大の字になって倒れたい、という欲望が耳元で囁くが渾身で無視した。ほんの刹那でも気を抜けば、自分の体は跡形もなく消滅するという確信があるからだ。
不思議と朦朧する意識の中でも、黒衣のサーヴァントのことは捉え続けることができる。
ここまでくると攻めに転じるだとか、援軍が駆け付けてくるだとか、余計なことに思考を割く余裕などありはしない。極限にまで純化された脳は、ただ目の前の敵の攻撃を防ぐことだけに回転する。
きっと今のマシュを第三者が横合いから攻撃すれば、付け焼刃の素人だって打ち倒せてしまうだろう。それほどにマシュの意識は黒衣のサーヴァントだけに集中していた。

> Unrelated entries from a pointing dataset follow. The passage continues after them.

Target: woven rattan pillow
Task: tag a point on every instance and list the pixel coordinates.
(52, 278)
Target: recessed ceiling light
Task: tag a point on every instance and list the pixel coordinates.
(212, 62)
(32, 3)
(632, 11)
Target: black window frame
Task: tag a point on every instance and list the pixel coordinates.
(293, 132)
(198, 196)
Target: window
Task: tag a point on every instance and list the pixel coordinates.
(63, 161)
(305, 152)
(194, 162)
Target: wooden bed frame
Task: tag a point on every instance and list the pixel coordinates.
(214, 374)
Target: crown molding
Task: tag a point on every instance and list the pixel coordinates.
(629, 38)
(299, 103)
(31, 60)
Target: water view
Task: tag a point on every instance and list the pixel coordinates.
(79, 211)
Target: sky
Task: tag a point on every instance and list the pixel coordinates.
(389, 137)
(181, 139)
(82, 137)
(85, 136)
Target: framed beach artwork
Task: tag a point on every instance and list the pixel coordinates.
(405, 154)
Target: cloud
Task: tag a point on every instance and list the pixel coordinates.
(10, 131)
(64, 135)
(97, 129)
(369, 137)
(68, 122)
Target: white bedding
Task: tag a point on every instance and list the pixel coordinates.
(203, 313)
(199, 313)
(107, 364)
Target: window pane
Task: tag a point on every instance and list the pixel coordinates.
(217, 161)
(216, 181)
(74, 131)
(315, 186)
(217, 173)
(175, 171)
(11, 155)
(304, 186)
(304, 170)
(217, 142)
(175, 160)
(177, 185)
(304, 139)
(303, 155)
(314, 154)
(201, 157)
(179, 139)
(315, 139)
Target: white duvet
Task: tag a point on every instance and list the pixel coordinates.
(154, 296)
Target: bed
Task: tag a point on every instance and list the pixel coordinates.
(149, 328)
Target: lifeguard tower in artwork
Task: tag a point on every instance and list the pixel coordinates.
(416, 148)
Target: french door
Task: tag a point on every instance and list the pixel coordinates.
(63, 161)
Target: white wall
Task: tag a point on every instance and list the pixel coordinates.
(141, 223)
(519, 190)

「極限状態で扉を一つ開けやがったか。半ば意識が吹っ飛びかけても"守り〟を優先する意思力。ちっとばかし認識を改める必要があるな。だが終わりだ」
黒衣のサーヴァントはあくまでも冷静沈着に。鉄鞭でマシュの盾を絡め取るようにして弾き飛ばした。
「マシュ!」
遠くで、マスターの悲痛な叫び声を聞いた。
「終わりだ。情けに首だけは綺麗に残してやる」
戦場で武器を失った者の末路は一つ。無防備なところを敵兵に切り刻まれての死だ。それはサーヴァント同士の戦いでも同じ。盾という唯一の武器を失ったマシュは、絶望的なまでに無防備だった。
「―――――止むを得んか。介入するつもりはなかったが」
そんな様を影に身を溶け込ませて伺っていた男は、肩を竦め嘆息した。
意識の間を縫うように黒衣のサーヴァントの背後を強襲する黒炎。守ることに秀でたシールダーとは正反対。己の身を削ろうとも、相手を殺そうとする復讐の炎。
片手間に振り払えるものではないと瞬時に判断した黒衣のサーヴァントは、マシュの殺害に傾けていた意思を戻し黒炎を迎撃した。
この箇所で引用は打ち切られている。